La decapitación
LA DECAPITACIÓN de un preso en el penal de El Puerto de Santa María es un episodio particular que añade horror a algo que es permanente en ésta y en otras cárceles. Allí mismo fue asesinado en julio pasado otro preso, un marroquí; y en dos meses se ha llegado a 60 conflictos. Tampoco es el penal de El Puerto un caso único. En lo que va de verano, los motines y enfrentamientos entre presos han provocado ya cuatro muertos y un centenar largo de heridos: es todo el sistema penitenciario español el que está en situación crítica.Un sistema que alberga a 36.000 personas en cárceles que cuentan con 23.000 plazas condena necesariamente a los reclusos a unas condiciones de vida imposibles. En ocasiones en sentido literal: un elevado porcentaje de enfermos de sida, algunos de ellos en fase terminal, y otro aún mayor de drogadictos sobrevive sin esperanzas; todo el mundo sabe, y especialmente quienes trabajan en esos centros, las penurias de las enfermerías, y sobre todo de los psiquiátricos. Los que no están contagiados temen estarlo. Todo esto ha creado unos desesperados que no sólo no temen jugarse la vida, sino que quizá prefieran perderla en una lucha sin salida (o tal vez con una débil esperanza de que mejoren las condiciones en que están). Si se les agrupa en las cárceles llamadas de alta seguridad -ya se ve que no hay ninguna-, la situación es peor. El desesperado se convierte en legión.
De todas formas, no hay que embozar la situación ,en estas circunstancias. Hace muchos años que sucede así, y que la situación penitenciaria se ha olvidado de todas las doctrinas de Concepción Arenal que presidieron las grandes refórmas, y que los intentos de rehabilitación o de reinserción se, han convertido en meras referencias retóricas para cuadrar discursos. Estamos en una civilización que es así. Nadie puede ignorar las ya antiguas y repetidas informaciones de motines en las cárceles del mundo, y su conversión en películas y novelas, sobre todo en Estados Unidos, país que tiene una capacidad especial para hacer su autocrítica y poner al descubierto sus.fallos y sus lacras: en algunos casos se ha conseguido algo. Las películas de cárcel, con sus torturas, sus funcionarios corruptos, sus presos matones, sus mafias, sus drogas libres, sus crímenes internos, forman todo un género. Por una vez, el arte imita a la realidad.
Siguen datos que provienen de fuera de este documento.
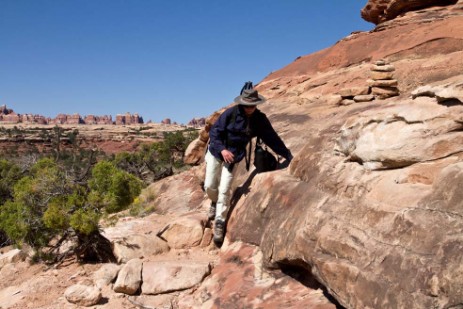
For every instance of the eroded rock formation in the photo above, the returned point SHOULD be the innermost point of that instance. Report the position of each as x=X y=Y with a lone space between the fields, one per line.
x=378 y=11
x=8 y=116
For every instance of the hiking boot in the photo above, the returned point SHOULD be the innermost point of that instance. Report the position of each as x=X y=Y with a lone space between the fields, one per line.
x=211 y=213
x=219 y=231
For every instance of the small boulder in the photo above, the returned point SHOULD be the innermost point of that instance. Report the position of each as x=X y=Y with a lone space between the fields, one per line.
x=129 y=278
x=106 y=274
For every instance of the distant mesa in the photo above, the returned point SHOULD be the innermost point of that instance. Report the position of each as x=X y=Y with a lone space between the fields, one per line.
x=7 y=115
x=197 y=122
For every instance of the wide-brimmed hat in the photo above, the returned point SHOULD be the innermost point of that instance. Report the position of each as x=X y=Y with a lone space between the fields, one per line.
x=250 y=97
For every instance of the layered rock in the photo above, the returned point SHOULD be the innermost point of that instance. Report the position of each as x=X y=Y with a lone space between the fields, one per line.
x=9 y=116
x=128 y=119
x=382 y=82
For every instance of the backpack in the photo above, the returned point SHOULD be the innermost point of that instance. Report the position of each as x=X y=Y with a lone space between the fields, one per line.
x=264 y=161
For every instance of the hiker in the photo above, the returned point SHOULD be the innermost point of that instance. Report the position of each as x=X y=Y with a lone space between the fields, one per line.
x=228 y=139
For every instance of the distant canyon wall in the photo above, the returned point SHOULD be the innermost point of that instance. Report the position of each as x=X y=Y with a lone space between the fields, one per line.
x=8 y=115
x=378 y=11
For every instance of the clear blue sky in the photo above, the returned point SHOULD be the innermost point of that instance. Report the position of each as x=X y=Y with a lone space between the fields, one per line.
x=162 y=59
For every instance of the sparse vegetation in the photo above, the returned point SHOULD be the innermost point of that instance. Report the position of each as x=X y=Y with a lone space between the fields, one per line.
x=64 y=196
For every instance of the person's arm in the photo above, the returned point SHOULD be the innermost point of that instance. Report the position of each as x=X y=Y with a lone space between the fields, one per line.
x=218 y=136
x=271 y=138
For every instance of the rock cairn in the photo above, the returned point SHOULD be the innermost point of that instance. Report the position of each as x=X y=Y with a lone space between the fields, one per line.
x=382 y=82
x=380 y=85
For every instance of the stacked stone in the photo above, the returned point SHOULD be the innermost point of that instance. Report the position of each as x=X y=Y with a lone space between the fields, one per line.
x=355 y=95
x=382 y=82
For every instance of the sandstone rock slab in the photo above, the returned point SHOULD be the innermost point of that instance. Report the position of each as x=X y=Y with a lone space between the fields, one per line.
x=184 y=232
x=83 y=295
x=167 y=276
x=138 y=246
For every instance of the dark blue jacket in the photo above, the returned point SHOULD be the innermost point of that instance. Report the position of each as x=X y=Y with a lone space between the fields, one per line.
x=233 y=130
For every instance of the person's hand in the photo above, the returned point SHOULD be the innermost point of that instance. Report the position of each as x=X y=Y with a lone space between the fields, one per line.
x=228 y=156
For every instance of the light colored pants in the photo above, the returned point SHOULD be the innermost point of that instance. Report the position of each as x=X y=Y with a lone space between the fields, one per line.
x=218 y=184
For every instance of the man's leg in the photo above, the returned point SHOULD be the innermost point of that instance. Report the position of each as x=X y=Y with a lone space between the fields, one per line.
x=211 y=182
x=223 y=201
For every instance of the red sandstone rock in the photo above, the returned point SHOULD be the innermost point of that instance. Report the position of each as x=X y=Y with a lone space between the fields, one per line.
x=378 y=11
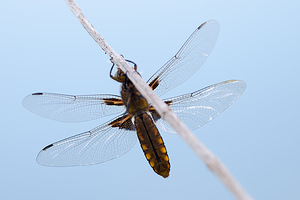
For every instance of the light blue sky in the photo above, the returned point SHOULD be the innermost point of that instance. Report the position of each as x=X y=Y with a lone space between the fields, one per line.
x=43 y=48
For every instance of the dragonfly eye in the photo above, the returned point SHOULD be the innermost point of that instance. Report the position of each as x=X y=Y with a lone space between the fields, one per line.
x=120 y=76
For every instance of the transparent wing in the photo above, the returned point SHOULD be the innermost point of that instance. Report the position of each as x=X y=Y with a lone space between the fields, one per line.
x=98 y=145
x=197 y=108
x=71 y=108
x=188 y=59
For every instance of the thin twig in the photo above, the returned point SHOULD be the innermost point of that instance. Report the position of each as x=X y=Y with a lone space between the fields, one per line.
x=207 y=157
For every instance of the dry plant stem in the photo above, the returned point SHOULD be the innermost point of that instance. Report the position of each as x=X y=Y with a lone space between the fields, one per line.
x=207 y=157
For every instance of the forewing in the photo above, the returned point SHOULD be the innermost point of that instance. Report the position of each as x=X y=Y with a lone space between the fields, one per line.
x=71 y=108
x=188 y=59
x=100 y=144
x=197 y=108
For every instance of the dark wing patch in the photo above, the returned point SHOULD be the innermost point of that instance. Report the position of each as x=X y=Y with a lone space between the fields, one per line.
x=153 y=112
x=113 y=101
x=123 y=122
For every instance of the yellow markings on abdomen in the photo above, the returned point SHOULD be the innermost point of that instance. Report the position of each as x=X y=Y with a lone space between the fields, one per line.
x=152 y=144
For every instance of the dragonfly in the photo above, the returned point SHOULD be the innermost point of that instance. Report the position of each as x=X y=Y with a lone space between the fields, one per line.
x=137 y=118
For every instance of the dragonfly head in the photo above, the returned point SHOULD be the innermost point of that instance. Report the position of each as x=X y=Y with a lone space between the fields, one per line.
x=120 y=76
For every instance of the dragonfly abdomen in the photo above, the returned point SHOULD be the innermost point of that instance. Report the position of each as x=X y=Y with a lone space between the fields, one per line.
x=152 y=144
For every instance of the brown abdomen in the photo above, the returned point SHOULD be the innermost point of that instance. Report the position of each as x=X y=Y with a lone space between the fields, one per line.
x=152 y=144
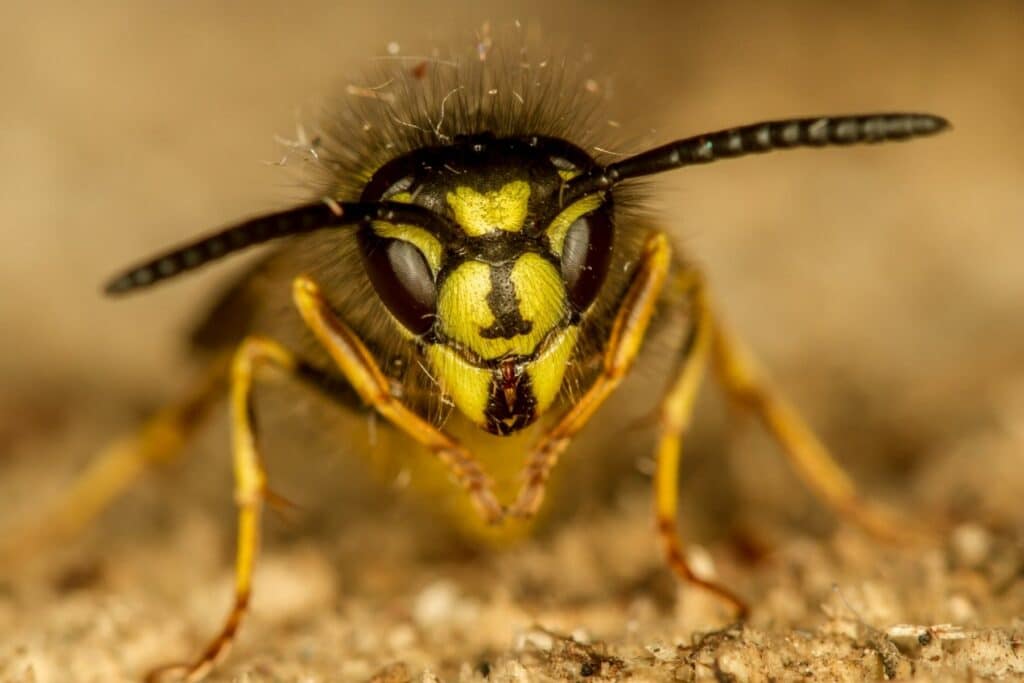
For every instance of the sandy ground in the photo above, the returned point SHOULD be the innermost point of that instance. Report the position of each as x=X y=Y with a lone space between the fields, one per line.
x=882 y=287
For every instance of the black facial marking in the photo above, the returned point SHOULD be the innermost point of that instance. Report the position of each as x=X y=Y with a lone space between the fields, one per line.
x=504 y=305
x=511 y=404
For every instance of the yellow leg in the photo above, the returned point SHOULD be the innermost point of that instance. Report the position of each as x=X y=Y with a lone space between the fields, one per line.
x=358 y=367
x=250 y=492
x=806 y=454
x=674 y=419
x=624 y=343
x=160 y=439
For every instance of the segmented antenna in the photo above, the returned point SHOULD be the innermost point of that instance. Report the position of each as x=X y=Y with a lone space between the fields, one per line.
x=756 y=138
x=257 y=230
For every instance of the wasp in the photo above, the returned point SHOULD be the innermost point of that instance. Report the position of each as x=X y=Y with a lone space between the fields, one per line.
x=470 y=271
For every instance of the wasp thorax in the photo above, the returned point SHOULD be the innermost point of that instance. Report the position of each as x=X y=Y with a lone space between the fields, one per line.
x=496 y=289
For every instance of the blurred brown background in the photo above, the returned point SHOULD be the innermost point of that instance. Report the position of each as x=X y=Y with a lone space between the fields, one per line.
x=884 y=287
x=131 y=126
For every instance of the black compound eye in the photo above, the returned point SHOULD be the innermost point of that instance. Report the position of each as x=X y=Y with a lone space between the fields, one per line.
x=402 y=280
x=586 y=254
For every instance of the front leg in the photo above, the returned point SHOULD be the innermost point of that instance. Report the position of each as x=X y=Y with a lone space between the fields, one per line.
x=359 y=368
x=628 y=333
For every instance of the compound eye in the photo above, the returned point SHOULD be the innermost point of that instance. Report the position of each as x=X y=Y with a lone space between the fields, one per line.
x=399 y=273
x=586 y=254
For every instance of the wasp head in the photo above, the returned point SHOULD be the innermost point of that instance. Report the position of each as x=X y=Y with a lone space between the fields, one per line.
x=496 y=290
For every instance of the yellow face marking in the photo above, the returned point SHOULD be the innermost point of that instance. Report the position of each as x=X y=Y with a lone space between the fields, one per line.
x=547 y=371
x=560 y=225
x=419 y=238
x=463 y=310
x=416 y=236
x=468 y=385
x=479 y=213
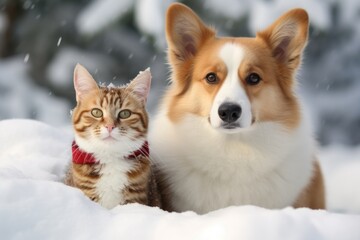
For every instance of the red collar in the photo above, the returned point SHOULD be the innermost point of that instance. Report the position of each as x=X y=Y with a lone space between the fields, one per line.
x=81 y=157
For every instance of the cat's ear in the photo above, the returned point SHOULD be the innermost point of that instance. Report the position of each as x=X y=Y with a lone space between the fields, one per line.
x=83 y=82
x=140 y=86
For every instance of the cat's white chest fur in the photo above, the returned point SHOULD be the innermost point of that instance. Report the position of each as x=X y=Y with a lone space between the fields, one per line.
x=113 y=180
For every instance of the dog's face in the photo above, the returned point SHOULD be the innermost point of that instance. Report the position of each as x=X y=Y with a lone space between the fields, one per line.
x=234 y=82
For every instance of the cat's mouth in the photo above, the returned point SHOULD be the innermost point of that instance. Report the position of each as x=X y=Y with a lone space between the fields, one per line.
x=108 y=138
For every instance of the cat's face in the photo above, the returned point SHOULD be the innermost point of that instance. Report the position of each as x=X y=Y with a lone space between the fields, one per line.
x=110 y=119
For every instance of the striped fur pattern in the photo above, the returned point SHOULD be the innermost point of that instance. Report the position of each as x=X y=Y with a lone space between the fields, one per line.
x=111 y=123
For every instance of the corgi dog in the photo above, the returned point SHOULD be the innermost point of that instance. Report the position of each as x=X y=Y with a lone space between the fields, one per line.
x=230 y=129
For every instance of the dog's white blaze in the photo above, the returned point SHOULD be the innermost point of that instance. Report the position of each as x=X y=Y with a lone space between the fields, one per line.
x=231 y=90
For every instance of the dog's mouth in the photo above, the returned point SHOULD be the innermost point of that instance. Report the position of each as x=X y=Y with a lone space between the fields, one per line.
x=231 y=127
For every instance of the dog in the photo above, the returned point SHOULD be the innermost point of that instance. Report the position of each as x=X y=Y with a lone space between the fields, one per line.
x=230 y=129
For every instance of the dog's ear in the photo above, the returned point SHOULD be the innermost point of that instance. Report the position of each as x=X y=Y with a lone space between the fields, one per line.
x=287 y=37
x=185 y=32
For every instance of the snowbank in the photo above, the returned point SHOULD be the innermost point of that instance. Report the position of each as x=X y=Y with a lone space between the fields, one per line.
x=35 y=205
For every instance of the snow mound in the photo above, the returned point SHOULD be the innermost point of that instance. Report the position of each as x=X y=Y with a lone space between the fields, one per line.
x=34 y=204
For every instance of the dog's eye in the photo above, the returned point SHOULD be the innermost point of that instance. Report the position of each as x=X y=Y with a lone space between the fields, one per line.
x=253 y=79
x=211 y=78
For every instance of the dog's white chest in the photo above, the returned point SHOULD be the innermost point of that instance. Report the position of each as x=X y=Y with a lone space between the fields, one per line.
x=206 y=171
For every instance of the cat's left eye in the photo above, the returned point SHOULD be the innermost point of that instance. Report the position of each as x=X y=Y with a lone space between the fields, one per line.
x=124 y=114
x=96 y=112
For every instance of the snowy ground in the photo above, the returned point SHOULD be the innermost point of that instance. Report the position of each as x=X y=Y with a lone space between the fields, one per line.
x=35 y=205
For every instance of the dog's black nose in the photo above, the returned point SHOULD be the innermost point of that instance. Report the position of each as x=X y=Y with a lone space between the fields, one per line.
x=229 y=112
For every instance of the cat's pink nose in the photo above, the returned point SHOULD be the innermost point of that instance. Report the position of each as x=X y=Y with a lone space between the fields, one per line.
x=110 y=127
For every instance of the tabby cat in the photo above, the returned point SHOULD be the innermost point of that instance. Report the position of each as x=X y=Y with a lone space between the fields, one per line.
x=110 y=161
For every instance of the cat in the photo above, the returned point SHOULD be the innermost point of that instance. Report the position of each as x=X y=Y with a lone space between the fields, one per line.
x=110 y=152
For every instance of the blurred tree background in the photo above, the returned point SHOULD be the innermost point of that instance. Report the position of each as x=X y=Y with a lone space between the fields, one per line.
x=42 y=40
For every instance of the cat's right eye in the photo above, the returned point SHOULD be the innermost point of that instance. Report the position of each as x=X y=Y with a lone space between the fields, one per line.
x=96 y=112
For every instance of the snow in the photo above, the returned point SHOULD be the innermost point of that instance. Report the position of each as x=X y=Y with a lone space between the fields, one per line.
x=101 y=13
x=3 y=23
x=262 y=13
x=21 y=98
x=61 y=68
x=34 y=204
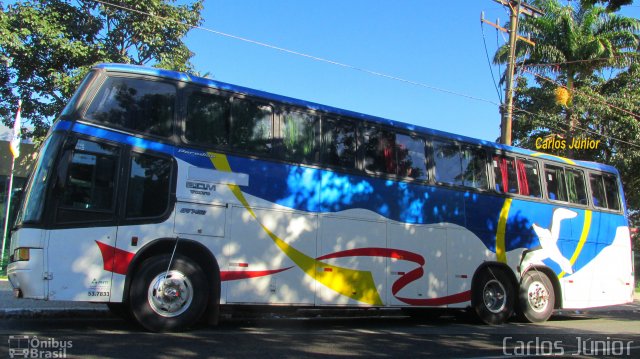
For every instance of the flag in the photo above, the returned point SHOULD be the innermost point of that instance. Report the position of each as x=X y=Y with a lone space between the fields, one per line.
x=15 y=141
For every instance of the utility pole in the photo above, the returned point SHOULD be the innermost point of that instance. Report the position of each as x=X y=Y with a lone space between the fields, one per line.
x=516 y=7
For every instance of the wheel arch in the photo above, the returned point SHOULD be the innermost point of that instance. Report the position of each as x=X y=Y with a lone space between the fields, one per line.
x=497 y=266
x=553 y=277
x=186 y=247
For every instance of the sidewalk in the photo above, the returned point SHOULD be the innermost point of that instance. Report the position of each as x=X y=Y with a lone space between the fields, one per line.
x=11 y=307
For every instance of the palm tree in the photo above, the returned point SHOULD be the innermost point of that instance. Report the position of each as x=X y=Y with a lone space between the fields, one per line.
x=573 y=43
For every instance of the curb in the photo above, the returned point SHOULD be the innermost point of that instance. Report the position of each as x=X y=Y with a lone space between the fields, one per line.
x=19 y=313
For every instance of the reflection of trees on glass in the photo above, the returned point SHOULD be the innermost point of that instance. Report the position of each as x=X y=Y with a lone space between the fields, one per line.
x=139 y=105
x=251 y=126
x=556 y=187
x=149 y=184
x=576 y=186
x=339 y=139
x=459 y=165
x=411 y=157
x=91 y=177
x=505 y=174
x=299 y=137
x=207 y=119
x=379 y=150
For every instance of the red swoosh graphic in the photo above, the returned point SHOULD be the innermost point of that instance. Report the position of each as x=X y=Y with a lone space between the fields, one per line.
x=117 y=261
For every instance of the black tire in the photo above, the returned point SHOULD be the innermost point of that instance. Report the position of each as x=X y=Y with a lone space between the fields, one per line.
x=536 y=298
x=184 y=299
x=493 y=296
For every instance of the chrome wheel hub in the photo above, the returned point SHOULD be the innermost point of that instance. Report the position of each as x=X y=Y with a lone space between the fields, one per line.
x=538 y=296
x=495 y=296
x=170 y=295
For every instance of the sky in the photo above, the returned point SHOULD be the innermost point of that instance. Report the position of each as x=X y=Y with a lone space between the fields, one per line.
x=437 y=44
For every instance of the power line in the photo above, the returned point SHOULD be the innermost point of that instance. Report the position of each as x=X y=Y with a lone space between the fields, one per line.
x=301 y=54
x=587 y=96
x=315 y=58
x=486 y=51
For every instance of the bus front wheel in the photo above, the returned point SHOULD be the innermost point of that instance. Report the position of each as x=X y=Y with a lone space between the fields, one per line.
x=171 y=300
x=493 y=296
x=536 y=297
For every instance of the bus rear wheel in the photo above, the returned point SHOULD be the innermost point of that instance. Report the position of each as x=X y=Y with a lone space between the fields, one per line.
x=168 y=301
x=536 y=297
x=493 y=296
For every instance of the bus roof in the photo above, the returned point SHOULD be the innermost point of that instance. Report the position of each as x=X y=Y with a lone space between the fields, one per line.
x=180 y=76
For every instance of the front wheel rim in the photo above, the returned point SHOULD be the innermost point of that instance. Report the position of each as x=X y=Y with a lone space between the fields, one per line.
x=494 y=296
x=170 y=295
x=538 y=296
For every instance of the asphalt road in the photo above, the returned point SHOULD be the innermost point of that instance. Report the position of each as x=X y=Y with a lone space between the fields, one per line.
x=598 y=333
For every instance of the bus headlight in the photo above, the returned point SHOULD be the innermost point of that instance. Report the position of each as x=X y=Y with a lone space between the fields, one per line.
x=20 y=254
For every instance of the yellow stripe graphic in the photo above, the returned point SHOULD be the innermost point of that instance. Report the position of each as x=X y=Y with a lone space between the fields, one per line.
x=501 y=252
x=355 y=284
x=583 y=238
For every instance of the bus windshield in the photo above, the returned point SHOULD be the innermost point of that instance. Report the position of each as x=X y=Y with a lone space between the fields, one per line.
x=33 y=204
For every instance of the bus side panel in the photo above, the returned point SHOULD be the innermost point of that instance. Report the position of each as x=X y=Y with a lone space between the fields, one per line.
x=259 y=269
x=430 y=243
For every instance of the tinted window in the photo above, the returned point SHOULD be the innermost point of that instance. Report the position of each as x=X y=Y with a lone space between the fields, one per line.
x=474 y=169
x=379 y=150
x=139 y=105
x=556 y=188
x=506 y=177
x=528 y=177
x=207 y=119
x=149 y=186
x=459 y=165
x=611 y=190
x=411 y=157
x=448 y=161
x=576 y=187
x=598 y=191
x=89 y=186
x=300 y=138
x=339 y=143
x=251 y=126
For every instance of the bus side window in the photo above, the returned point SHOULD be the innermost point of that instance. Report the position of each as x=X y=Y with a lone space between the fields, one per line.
x=207 y=121
x=474 y=168
x=528 y=178
x=556 y=188
x=611 y=190
x=90 y=183
x=411 y=160
x=576 y=187
x=379 y=150
x=149 y=186
x=300 y=137
x=505 y=174
x=598 y=191
x=251 y=126
x=338 y=143
x=448 y=163
x=138 y=105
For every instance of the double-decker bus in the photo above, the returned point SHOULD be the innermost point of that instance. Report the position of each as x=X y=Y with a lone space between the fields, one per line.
x=167 y=195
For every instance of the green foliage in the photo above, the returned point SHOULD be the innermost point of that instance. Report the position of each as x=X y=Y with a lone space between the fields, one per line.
x=612 y=5
x=51 y=44
x=593 y=53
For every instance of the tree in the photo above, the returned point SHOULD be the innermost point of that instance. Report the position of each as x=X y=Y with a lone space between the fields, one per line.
x=575 y=48
x=51 y=45
x=612 y=5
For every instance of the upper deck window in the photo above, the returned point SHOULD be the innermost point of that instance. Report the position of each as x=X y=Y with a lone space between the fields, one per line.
x=604 y=191
x=138 y=105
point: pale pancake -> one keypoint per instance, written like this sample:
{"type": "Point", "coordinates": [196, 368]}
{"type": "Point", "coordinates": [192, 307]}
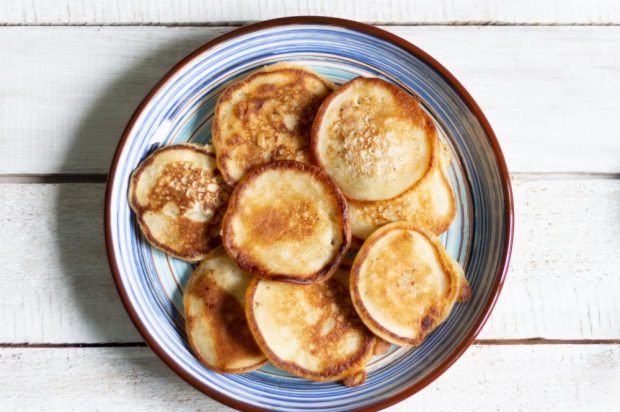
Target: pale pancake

Pero estamos aquí y ahora, y no podemos aceptar la antigüedad como tradición ni la repetición de lo exterior como forma de civilización negativa: no hay un verdadero plan de prisiones, no hay una. ideología de qué debe ser una prisión y cómo ha de servir, no se tiene noción de las diferencias entre delincuentes. La sociedad está dividida: una parte se queja de la facilidad con que se pone en libertad a los pequeños delincuentes y de los Permisos o sistemas de régimen abierto; la contraria, de que hay demasiada facilidad para enviar gente a la cárcel para exonerarse de responsabilidades -las policías, la justicia- y se crea la masificación. Un caso como el reciente de un preso en régimen abierto que ha matado se utiliza contra todo el sistema; los periódicos no contabilizamos, claro, los millares de presos que se benefician de ese tratamiento sin faltar a él. Se confunden víctimas con delincuentes; los enfermos mentales no tienen centros especiales de tratamiento. Todo esto excede la peculiaridad macabra del último caso de El Puerto: es un escándalo permanente, una decapitación permanente.
Pues incluso si, desde un escepticismo casi cínico, admitimos la contradicción existente entre la aspiración humanista a la reinserción del delincuente y su confinamiento en una universidad de delincuencia, al menos cabe exigir del sistema penitenciario que garantice la seguridad del recluso; su vida, como mínimo. El fracaso del Estado en ese terreno es todo un símbolo.